Ordered Dual-Channel carbon embedded with molybdenum nitride catalytically induced High-Performance Lithium-Sulfur battery

Lithium-sulfur batteries (LSBs) have attracted considerable research attention because of their high theoretical capacity and energy density, low cost and environmental friendliness. However, the shuttle effect of lithium polysulfides hinders the commercialization of LSBs. Effectively improving the electrochemical reaction kinetics of the sulfur cathode still represents a significant challenge. Here, a MoN@CMK-5 composite with a bimodal pore system was designed to electrocatalytically mediate Li/S conversion chemistry. MoN@CMK-5 presents a large specific surface area (1012 m(2) g(- 1)) and two sets of tunnels with pore sizes of 3.63 and 3.47 nm, which efficiently adsorb polysulfides and accelerate the mass transfer of electrolytes.

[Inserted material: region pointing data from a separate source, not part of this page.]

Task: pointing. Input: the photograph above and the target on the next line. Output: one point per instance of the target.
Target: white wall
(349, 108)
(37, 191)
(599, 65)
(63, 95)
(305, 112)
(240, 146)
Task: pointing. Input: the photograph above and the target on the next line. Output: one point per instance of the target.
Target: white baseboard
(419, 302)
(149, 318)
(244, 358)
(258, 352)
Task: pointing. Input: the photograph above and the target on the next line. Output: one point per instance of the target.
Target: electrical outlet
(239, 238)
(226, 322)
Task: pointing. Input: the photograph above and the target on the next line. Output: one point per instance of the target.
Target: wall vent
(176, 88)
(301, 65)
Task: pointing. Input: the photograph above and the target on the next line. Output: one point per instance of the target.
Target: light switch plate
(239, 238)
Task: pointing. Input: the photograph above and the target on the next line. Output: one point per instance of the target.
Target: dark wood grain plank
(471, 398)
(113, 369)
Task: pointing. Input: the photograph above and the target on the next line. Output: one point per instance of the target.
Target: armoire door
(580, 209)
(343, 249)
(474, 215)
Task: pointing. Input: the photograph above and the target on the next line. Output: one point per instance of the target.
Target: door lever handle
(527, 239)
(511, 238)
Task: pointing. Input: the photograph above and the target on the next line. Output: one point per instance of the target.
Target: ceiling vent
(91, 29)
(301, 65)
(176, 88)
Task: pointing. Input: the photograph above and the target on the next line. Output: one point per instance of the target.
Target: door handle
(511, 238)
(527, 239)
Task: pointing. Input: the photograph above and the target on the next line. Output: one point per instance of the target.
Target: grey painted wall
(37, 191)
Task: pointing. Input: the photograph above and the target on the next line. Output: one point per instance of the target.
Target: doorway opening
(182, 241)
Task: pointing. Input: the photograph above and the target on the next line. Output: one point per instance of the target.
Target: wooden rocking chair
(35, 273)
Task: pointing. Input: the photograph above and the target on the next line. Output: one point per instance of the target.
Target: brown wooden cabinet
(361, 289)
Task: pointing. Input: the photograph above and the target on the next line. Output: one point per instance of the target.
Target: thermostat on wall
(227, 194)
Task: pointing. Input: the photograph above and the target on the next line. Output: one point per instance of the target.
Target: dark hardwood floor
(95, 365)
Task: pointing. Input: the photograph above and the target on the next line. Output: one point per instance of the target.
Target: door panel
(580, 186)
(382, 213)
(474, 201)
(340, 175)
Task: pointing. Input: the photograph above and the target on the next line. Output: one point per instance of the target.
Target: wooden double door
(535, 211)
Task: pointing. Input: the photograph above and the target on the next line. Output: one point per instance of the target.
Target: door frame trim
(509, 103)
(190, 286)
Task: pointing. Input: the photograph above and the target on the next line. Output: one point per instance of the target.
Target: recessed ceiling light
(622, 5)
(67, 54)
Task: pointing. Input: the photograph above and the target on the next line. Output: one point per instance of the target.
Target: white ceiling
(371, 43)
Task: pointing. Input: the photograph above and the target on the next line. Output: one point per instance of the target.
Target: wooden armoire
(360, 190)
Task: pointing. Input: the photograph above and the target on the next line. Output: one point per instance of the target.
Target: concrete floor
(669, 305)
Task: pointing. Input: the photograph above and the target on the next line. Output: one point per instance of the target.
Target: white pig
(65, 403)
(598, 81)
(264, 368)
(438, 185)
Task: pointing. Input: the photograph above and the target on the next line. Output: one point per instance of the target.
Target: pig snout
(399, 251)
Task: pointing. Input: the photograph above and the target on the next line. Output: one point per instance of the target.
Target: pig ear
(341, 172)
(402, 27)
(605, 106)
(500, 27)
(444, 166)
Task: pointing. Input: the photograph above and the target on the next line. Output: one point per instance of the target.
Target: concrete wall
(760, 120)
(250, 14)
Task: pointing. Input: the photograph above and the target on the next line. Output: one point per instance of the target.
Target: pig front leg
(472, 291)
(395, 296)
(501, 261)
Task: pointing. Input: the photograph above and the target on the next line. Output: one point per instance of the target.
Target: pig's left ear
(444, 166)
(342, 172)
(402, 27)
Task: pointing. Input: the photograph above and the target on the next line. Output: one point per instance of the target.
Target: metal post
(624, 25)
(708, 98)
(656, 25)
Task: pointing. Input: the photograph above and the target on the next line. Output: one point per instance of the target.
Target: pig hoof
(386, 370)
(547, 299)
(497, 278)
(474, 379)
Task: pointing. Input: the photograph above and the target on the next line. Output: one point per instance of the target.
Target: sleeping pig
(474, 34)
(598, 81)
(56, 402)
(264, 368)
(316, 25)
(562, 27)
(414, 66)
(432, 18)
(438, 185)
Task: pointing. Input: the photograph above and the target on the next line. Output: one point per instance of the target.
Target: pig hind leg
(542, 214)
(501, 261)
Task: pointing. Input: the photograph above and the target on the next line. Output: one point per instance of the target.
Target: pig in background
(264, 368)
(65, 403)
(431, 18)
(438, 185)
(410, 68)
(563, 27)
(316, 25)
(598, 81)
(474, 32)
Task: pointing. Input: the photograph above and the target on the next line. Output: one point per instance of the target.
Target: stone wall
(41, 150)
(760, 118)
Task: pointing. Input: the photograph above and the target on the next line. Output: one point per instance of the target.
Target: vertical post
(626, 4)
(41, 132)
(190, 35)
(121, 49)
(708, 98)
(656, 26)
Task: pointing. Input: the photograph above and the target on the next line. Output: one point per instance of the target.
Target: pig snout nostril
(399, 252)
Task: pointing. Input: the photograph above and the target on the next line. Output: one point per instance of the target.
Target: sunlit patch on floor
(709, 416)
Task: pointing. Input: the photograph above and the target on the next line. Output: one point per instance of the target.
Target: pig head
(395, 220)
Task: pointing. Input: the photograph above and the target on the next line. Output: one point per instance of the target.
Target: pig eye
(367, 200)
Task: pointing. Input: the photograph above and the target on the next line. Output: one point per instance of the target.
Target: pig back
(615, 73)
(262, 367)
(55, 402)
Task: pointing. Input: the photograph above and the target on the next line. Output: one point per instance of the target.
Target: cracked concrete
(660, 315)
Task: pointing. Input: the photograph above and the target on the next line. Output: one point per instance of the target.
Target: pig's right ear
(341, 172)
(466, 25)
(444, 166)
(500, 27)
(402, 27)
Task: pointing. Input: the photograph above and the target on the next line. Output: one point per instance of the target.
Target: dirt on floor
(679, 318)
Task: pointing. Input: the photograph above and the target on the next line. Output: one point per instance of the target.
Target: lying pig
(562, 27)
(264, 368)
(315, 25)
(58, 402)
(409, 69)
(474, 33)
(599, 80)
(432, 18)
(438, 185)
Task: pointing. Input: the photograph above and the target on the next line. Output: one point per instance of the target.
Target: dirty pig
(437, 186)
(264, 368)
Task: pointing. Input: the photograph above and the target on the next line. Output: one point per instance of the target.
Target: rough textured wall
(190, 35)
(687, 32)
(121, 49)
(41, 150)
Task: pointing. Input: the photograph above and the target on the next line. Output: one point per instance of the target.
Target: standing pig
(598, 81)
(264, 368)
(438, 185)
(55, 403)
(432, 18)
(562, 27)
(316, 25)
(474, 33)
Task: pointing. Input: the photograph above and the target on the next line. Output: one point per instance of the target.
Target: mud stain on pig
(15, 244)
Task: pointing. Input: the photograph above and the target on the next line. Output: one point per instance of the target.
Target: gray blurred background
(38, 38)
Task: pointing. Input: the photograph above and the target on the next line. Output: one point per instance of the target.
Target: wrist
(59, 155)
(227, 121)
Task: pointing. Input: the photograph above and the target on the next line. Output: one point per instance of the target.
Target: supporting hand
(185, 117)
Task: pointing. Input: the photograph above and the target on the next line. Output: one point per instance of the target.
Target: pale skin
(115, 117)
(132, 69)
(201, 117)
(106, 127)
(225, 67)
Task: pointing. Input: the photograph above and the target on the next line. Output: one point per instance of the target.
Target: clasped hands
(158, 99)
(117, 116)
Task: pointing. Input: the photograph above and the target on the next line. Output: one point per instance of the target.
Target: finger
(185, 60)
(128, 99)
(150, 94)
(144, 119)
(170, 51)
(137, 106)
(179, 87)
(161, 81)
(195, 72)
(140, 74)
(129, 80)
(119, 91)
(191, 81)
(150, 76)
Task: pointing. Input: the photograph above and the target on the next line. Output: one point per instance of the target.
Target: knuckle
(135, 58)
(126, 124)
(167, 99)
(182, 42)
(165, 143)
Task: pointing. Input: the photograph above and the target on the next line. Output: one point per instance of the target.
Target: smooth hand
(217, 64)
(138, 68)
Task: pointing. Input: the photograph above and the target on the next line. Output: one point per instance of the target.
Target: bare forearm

Furthermore, MoN has high intrinsic cata-lytic activity and enables the rapid conversion of polysulfides. Owing to the synergistic "adsorption-conversion-mass transfer " effect, the electrochemical reaction kinetics are effectively enhanced. Consequently, the MoN@CMK-5/S electrode achieves excellent performance with an initial capacity of 1582 mAh g(-1) at 0.1C and retains a reversible capacity of 658.4 mAh g(-1) after 200 cycles at 1C. The cathode delivers a specific capacity of 475.8 mAh g(-1) at a high current density of 5C, with a capacity decay as low as 0.027% per cycle during 1000 cycles. In addition, theoretical calculations reveal that MoN@CMK-5/S exhibits low activation energy for Li2S decomposition and effectively inhibits the shuttling of polysulfides. This work provides a new avenue for the development of high-performance LSBs.